So even though Jaws didn't have quite the same effect on me that it had on a lot of other people, I can relate to the feeling of seeing something on-screen that inspires a long-lasting, totally irrational fear. I can also understand why other people in the entertainment industry would want to capitalize on a movie which inspired such a strong reaction among so many people.

Taken all together, I suppose this explains why, when the idea of a Jaws-related roundtable came up in the B-Masters' Cabal, my first thought was for Tentacles, a movie I had seen only once, 18 years ago, on TV... a movie, furthermore, that I didn't remember enjoying particularly; which is currently out of print in this country; and which I eventually had to special order from Italy (where it has also apparently gone out of print). But the movie is about an octopus, after all, and in some way, I guess the primal terror I experienced at my first glimpse of Octaman has remained with me.



II. It Came From...
It's not as though I really need an excuse to be fascinated by the octopus and its cephalopod kin. After all, they are sometimes referred to, even by the scientists who study them, as alien brains on earth. If some humans are offended at the notion that Man is closely related to gorillas and chimps, then they should be glad they weren't born octopodes... imagine having slugs and clams as your near relatives! And yet, having evolved from such primitive origins, cephalopods have developed sophisticated brains... and these brains are entirely unlike the kind of brains we're used to.

We have a tendency to imagine non-human intelligence -- even extraterrestrial intelligence -- as being very much like ours. We're used to the vertebrate nervous system: one main neural pathway, with a sort of swelling at one end that does most of the thinking (the brain, of course... what did you think I meant?!).
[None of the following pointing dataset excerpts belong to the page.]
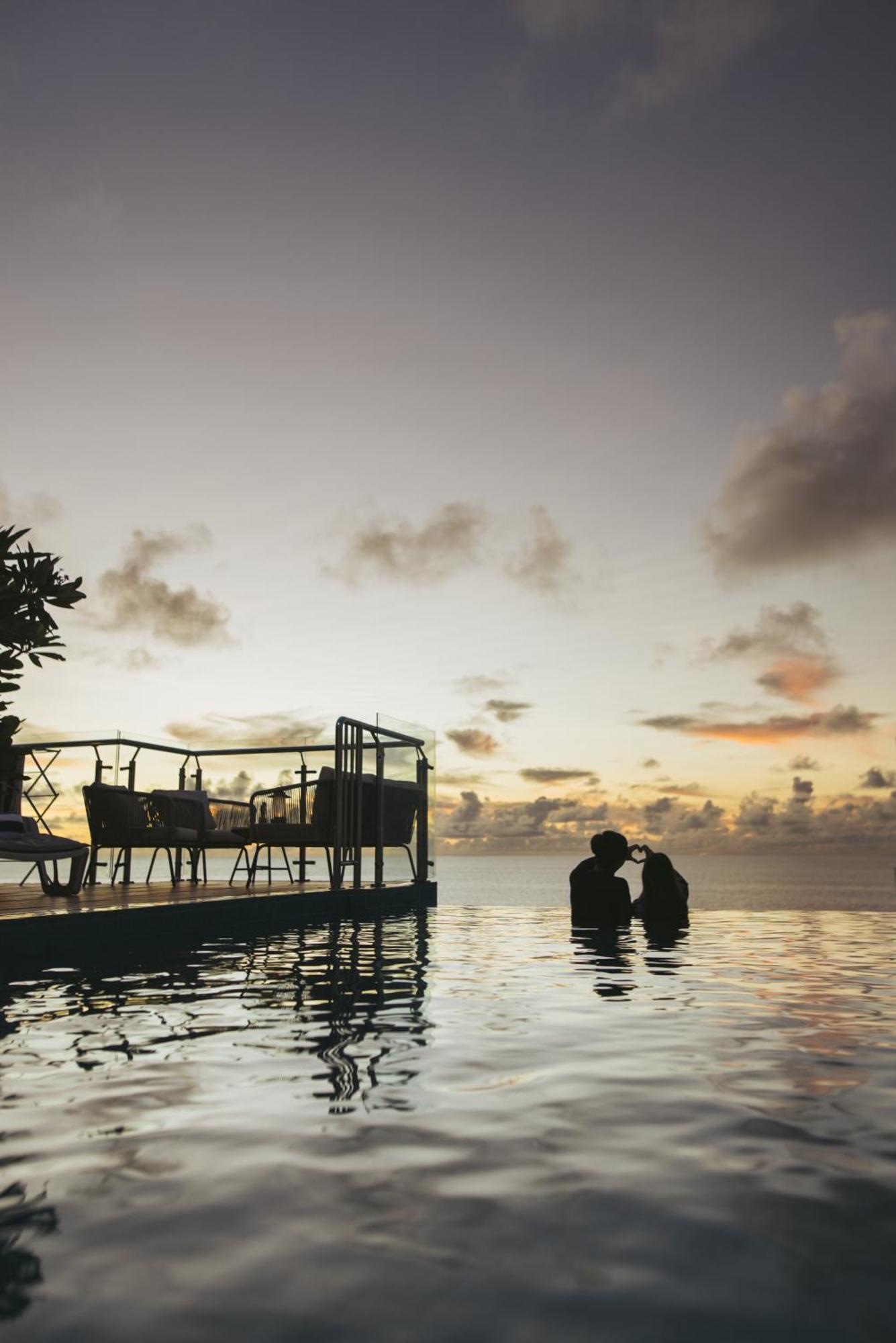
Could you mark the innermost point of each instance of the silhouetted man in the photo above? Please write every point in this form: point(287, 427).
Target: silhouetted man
point(600, 899)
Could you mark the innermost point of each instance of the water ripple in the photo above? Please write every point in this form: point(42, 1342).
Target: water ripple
point(459, 1123)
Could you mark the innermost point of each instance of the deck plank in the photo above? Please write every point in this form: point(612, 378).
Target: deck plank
point(20, 903)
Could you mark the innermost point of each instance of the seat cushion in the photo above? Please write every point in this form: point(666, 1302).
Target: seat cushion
point(226, 840)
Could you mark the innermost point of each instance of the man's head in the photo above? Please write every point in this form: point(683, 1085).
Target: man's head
point(611, 849)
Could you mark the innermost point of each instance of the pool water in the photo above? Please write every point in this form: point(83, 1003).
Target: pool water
point(464, 1123)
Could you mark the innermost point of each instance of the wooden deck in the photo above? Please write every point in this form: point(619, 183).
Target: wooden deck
point(102, 918)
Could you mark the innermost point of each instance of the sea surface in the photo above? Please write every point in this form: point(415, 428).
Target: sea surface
point(460, 1123)
point(718, 882)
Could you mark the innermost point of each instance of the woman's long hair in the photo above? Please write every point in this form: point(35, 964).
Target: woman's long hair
point(662, 896)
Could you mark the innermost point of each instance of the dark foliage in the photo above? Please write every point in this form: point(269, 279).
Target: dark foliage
point(31, 585)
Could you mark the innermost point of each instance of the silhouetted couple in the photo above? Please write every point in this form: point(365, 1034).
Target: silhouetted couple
point(600, 899)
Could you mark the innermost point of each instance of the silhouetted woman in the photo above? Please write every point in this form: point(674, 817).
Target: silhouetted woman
point(664, 892)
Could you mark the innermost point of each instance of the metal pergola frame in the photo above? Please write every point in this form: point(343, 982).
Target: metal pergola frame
point(353, 737)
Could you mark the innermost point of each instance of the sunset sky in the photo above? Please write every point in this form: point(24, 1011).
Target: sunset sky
point(526, 369)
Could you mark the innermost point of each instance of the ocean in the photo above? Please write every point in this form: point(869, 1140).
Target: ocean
point(718, 882)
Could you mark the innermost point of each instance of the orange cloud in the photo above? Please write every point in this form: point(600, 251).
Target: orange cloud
point(799, 678)
point(843, 721)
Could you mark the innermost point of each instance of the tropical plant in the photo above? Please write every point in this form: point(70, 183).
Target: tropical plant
point(31, 584)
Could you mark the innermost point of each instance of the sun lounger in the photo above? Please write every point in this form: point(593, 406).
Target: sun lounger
point(21, 841)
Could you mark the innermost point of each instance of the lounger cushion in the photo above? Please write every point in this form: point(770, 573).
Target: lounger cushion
point(39, 847)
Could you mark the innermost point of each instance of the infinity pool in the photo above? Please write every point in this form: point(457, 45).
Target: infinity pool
point(459, 1125)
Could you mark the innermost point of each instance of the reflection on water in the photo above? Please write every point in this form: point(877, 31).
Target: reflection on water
point(458, 1123)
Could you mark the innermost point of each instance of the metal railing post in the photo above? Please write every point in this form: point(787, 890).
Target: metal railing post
point(423, 820)
point(179, 852)
point(358, 806)
point(337, 813)
point(380, 816)
point(132, 781)
point(303, 817)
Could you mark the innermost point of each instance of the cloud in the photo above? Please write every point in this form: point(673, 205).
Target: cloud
point(136, 600)
point(27, 510)
point(467, 812)
point(662, 52)
point(474, 742)
point(542, 562)
point(877, 778)
point(451, 541)
point(843, 721)
point(419, 555)
point(250, 730)
point(758, 824)
point(141, 660)
point(799, 679)
point(459, 778)
point(502, 823)
point(477, 686)
point(822, 483)
point(507, 711)
point(797, 643)
point(549, 776)
point(667, 817)
point(236, 789)
point(779, 632)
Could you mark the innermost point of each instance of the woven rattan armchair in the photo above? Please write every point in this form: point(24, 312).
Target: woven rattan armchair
point(122, 820)
point(303, 816)
point(217, 823)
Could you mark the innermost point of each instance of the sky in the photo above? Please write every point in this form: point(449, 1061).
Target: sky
point(524, 369)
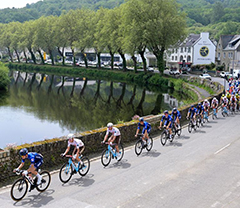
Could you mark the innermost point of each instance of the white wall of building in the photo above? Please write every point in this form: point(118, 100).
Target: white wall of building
point(204, 50)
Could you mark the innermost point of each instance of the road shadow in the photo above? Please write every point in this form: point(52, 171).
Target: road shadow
point(152, 153)
point(183, 137)
point(84, 181)
point(123, 164)
point(38, 200)
point(174, 144)
point(199, 131)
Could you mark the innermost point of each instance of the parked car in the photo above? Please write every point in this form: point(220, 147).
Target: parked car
point(205, 76)
point(174, 72)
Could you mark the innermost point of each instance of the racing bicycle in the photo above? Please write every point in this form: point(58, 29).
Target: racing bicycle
point(20, 186)
point(70, 168)
point(110, 153)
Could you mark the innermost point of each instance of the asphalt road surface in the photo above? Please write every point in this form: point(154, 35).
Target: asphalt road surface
point(201, 169)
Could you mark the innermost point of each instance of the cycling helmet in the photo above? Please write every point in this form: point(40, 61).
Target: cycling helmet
point(166, 111)
point(110, 125)
point(70, 136)
point(23, 152)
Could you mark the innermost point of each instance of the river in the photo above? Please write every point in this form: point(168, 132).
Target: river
point(38, 106)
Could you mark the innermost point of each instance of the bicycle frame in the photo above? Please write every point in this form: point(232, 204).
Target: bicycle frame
point(71, 163)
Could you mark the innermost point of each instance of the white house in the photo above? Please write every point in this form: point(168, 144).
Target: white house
point(195, 49)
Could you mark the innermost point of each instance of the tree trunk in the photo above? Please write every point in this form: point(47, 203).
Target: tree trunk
point(32, 55)
point(112, 60)
point(25, 55)
point(10, 55)
point(124, 59)
point(40, 54)
point(99, 60)
point(17, 55)
point(160, 61)
point(85, 58)
point(135, 63)
point(143, 60)
point(51, 56)
point(74, 60)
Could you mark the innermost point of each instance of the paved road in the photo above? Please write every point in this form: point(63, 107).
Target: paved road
point(197, 170)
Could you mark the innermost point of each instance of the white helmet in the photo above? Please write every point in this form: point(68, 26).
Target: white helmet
point(110, 125)
point(70, 136)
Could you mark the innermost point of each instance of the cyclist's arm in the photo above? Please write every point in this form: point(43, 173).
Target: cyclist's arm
point(67, 150)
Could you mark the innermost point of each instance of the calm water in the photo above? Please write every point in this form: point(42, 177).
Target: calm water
point(39, 106)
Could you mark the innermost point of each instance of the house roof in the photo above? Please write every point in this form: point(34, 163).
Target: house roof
point(190, 40)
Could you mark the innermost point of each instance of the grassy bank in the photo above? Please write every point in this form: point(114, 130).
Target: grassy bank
point(4, 78)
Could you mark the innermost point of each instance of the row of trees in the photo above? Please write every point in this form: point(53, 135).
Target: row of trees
point(131, 28)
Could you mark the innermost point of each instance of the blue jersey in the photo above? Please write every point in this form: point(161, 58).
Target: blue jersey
point(192, 111)
point(34, 157)
point(200, 109)
point(176, 115)
point(145, 125)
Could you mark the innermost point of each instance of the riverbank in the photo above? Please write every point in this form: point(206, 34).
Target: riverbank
point(4, 79)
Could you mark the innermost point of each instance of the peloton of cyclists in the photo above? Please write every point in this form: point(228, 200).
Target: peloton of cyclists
point(192, 113)
point(176, 116)
point(36, 160)
point(146, 130)
point(206, 106)
point(114, 138)
point(167, 122)
point(78, 150)
point(215, 104)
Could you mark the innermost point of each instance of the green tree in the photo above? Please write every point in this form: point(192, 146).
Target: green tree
point(165, 26)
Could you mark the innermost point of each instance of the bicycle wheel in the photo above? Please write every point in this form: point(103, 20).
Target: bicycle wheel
point(179, 130)
point(163, 138)
point(106, 157)
point(121, 152)
point(190, 127)
point(138, 147)
point(149, 144)
point(45, 182)
point(65, 172)
point(19, 189)
point(84, 167)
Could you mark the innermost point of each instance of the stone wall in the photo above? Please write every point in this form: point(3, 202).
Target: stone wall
point(52, 149)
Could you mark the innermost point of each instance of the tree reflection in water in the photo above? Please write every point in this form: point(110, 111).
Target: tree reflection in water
point(80, 104)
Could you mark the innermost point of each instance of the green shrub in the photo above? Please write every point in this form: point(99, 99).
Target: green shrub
point(4, 78)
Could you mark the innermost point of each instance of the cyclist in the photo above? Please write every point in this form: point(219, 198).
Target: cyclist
point(215, 104)
point(78, 150)
point(192, 112)
point(146, 130)
point(36, 160)
point(206, 106)
point(232, 102)
point(167, 122)
point(176, 116)
point(115, 137)
point(200, 110)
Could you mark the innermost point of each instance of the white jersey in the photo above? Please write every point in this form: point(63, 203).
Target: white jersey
point(206, 104)
point(115, 131)
point(76, 142)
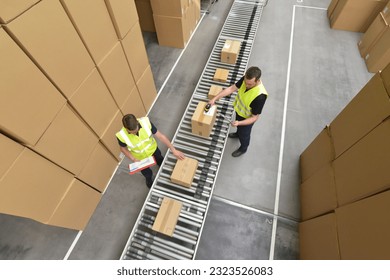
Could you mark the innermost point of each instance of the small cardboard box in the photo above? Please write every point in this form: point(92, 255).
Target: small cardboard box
point(221, 75)
point(184, 172)
point(167, 216)
point(214, 90)
point(202, 123)
point(230, 51)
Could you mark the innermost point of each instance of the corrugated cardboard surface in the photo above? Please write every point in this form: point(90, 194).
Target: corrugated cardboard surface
point(202, 124)
point(364, 228)
point(184, 171)
point(318, 193)
point(221, 75)
point(167, 216)
point(364, 112)
point(214, 90)
point(230, 51)
point(48, 35)
point(318, 239)
point(319, 153)
point(363, 170)
point(24, 90)
point(123, 14)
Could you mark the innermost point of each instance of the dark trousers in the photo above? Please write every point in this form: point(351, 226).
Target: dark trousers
point(147, 172)
point(244, 134)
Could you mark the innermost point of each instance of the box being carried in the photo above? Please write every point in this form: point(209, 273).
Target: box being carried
point(202, 123)
point(230, 51)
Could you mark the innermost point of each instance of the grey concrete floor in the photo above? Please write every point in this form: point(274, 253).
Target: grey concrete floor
point(310, 71)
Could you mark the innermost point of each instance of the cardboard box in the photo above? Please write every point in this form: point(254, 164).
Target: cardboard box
point(123, 14)
point(76, 207)
point(67, 142)
point(144, 10)
point(99, 168)
point(201, 123)
point(93, 22)
point(12, 9)
point(221, 75)
point(134, 47)
point(94, 103)
point(364, 228)
point(318, 239)
point(318, 193)
point(214, 90)
point(117, 75)
point(49, 37)
point(319, 153)
point(355, 15)
point(167, 216)
point(372, 35)
point(379, 55)
point(171, 8)
point(33, 187)
point(363, 170)
point(364, 112)
point(184, 172)
point(25, 93)
point(147, 88)
point(230, 51)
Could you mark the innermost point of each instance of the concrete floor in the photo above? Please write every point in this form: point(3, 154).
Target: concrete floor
point(310, 71)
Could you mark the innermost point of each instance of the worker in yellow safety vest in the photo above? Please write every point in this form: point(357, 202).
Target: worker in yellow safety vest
point(248, 105)
point(136, 142)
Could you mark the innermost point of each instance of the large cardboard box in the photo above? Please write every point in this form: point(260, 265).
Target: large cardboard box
point(94, 103)
point(32, 187)
point(93, 22)
point(167, 216)
point(123, 14)
point(99, 168)
point(10, 9)
point(134, 47)
point(373, 34)
point(364, 228)
point(117, 75)
point(68, 141)
point(355, 15)
point(230, 51)
point(364, 112)
point(318, 239)
point(76, 207)
point(49, 37)
point(25, 94)
point(318, 193)
point(147, 88)
point(201, 123)
point(319, 153)
point(184, 171)
point(363, 170)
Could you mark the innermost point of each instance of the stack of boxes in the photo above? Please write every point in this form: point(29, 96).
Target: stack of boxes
point(70, 71)
point(345, 196)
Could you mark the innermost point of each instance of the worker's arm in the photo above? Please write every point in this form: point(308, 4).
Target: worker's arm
point(165, 140)
point(223, 93)
point(247, 121)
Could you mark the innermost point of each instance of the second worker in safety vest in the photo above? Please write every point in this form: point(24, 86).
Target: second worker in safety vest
point(136, 141)
point(249, 103)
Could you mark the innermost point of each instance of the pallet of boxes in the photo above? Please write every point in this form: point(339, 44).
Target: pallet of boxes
point(345, 180)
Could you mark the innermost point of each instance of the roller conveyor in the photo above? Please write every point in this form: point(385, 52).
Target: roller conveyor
point(241, 25)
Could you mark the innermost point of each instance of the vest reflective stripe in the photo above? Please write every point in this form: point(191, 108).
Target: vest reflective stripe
point(244, 99)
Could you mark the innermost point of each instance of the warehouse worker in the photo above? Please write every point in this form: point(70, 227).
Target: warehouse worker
point(248, 105)
point(136, 141)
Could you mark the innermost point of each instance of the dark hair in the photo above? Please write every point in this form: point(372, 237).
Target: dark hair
point(130, 122)
point(253, 72)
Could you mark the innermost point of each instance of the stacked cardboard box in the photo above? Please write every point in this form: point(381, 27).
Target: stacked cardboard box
point(346, 165)
point(68, 80)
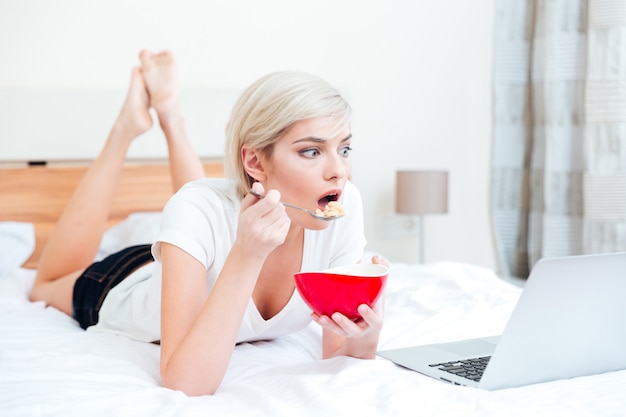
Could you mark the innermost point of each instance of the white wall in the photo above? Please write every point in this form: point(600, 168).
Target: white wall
point(417, 72)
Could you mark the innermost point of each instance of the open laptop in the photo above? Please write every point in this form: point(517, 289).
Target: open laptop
point(569, 321)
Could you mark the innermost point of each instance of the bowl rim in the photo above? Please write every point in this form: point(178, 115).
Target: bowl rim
point(359, 270)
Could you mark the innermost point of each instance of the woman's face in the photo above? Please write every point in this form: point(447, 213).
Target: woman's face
point(310, 165)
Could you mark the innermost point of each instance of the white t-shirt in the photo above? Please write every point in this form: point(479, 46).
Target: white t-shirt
point(201, 219)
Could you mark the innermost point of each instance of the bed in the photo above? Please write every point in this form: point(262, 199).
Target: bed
point(50, 367)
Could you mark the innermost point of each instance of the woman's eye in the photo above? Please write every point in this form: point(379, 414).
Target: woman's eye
point(345, 151)
point(310, 153)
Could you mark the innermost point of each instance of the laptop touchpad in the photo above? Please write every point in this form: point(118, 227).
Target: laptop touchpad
point(469, 347)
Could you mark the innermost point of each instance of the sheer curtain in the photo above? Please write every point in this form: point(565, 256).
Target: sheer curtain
point(559, 151)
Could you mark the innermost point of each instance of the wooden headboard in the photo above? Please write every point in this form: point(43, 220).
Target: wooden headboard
point(38, 194)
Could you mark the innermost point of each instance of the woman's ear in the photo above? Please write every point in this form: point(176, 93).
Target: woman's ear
point(253, 163)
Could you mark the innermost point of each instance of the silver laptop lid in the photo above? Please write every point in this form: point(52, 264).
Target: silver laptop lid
point(570, 321)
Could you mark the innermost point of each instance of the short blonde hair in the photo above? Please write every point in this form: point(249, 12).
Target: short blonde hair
point(269, 107)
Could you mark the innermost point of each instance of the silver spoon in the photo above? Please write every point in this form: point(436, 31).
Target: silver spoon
point(312, 213)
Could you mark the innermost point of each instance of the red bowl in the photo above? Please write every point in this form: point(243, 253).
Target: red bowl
point(342, 289)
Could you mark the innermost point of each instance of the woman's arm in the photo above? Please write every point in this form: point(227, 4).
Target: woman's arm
point(199, 330)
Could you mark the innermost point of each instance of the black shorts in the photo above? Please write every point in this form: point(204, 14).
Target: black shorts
point(100, 277)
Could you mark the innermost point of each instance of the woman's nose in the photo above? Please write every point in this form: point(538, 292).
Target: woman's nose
point(337, 166)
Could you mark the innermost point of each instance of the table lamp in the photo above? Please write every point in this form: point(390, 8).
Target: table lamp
point(419, 193)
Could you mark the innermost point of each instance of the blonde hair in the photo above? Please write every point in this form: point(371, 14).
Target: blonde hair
point(269, 107)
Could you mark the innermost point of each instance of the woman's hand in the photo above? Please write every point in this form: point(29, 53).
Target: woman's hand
point(359, 338)
point(263, 223)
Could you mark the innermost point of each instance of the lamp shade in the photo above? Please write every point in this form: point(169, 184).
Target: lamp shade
point(422, 192)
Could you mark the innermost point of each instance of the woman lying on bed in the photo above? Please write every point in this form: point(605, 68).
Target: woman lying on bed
point(225, 259)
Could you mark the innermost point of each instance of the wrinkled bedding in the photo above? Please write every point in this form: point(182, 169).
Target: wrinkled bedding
point(50, 367)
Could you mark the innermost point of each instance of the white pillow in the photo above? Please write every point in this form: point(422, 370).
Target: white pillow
point(138, 228)
point(17, 243)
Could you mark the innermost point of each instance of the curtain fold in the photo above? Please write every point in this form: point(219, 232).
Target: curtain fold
point(559, 151)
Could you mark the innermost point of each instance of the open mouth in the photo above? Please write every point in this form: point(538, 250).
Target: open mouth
point(323, 202)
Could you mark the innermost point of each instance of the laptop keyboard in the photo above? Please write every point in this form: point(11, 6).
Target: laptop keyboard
point(471, 369)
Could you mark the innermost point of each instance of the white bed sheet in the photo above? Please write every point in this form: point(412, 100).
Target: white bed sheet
point(50, 367)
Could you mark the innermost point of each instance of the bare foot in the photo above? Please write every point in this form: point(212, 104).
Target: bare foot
point(134, 117)
point(160, 76)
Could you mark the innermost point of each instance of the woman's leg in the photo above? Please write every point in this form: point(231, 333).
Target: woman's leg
point(74, 243)
point(159, 72)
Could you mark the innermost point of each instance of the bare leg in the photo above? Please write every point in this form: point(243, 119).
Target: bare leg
point(159, 72)
point(74, 243)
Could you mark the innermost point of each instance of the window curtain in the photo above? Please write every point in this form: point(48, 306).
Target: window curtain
point(559, 144)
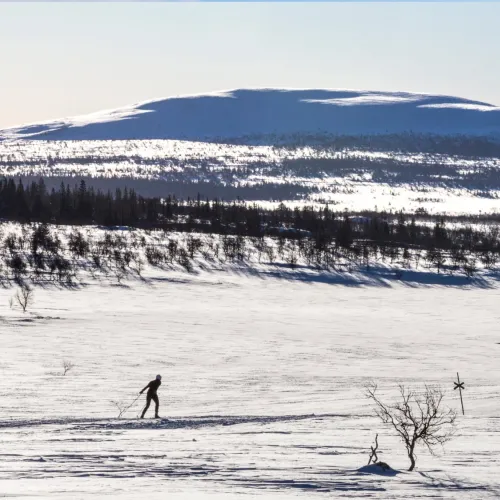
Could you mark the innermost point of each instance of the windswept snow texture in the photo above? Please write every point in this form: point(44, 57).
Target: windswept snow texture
point(245, 112)
point(263, 385)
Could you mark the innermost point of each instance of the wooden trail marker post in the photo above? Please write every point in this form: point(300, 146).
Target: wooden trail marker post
point(460, 386)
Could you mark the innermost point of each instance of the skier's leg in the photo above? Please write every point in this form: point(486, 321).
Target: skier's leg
point(157, 404)
point(148, 402)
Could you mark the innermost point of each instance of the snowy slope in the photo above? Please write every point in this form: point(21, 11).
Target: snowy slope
point(263, 381)
point(245, 112)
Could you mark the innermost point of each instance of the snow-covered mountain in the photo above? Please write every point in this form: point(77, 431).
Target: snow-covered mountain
point(271, 112)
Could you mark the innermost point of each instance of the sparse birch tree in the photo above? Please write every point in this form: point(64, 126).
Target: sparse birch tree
point(418, 419)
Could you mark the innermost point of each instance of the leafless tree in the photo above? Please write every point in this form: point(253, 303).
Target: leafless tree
point(67, 366)
point(418, 419)
point(373, 453)
point(24, 297)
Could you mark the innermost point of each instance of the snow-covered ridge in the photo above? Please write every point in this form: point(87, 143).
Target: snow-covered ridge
point(247, 112)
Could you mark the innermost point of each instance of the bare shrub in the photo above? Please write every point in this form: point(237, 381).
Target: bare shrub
point(418, 419)
point(24, 297)
point(373, 452)
point(67, 366)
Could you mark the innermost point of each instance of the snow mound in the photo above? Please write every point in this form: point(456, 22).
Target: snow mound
point(274, 112)
point(380, 469)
Since this is the only model for intelligence that we're used to, we project it onto our conception of alien intelligence. The classic example in film is The Brain from Planet Arous: here we have a disembodied intellect from space which appears as a huge human brain. It trails a spinal cord like a tail, in spite of the fact it has no actual spine. Furthermore, it's so anatomically similar to the our own brains that it even has a "fissure of Rolando" (instead of, say, a "kraalginge of Snerdiblerx").

In the meantime, under the sea, we have a genuinely otherworldly intelligence. Cephalopods have their brains at the end of not one but two neural channels, which are punctuated by nodes of neurons called ganglia. Apparently the ganglia in the cephalopod's tentacles act more or less independently of the creature's brain; the brain sends out basic instructions to the feet, and the feets do their stuff1. Cephalopods move by jet propulsion, and since they live underwater, their sense of direction has to include the extra dimension of depth. They don't make noise, but they do change color -- possibly as a method of communication. In other words, they are so unlike us that they put to shame our paltry, anthropocentric attempts to imagine alien intelligence.

We may not be able to guess what they're thinking, but they are thinking. They adapt their behavior to changing situations. They find individualized solutions to problems. According to some researchers, they may even play. And yet they are very far removed from us in terms of evolution: our common ancestor was something indescribably ancient and primitive. Not to mention squishy.

At the end of the Second World War, funds from the Marshall Plan were given to Italian researchers who were conducting experiments on cephalopod intelligence. It was hoped that scientists could apply the lessons they learned from these strangely different creatures to the field of artificial intelligence. The sea creatures' brains turned out to be too complex to yield much practical data, though the studies did raise some fascinating questions about the nature of intelligence. Still, thinking of questions of intelligence: how on earth are we to explain the fact that thirty-odd years later, the nation that started the study of cephalopod intelligence gave us a movie as dumb as Tentacoli?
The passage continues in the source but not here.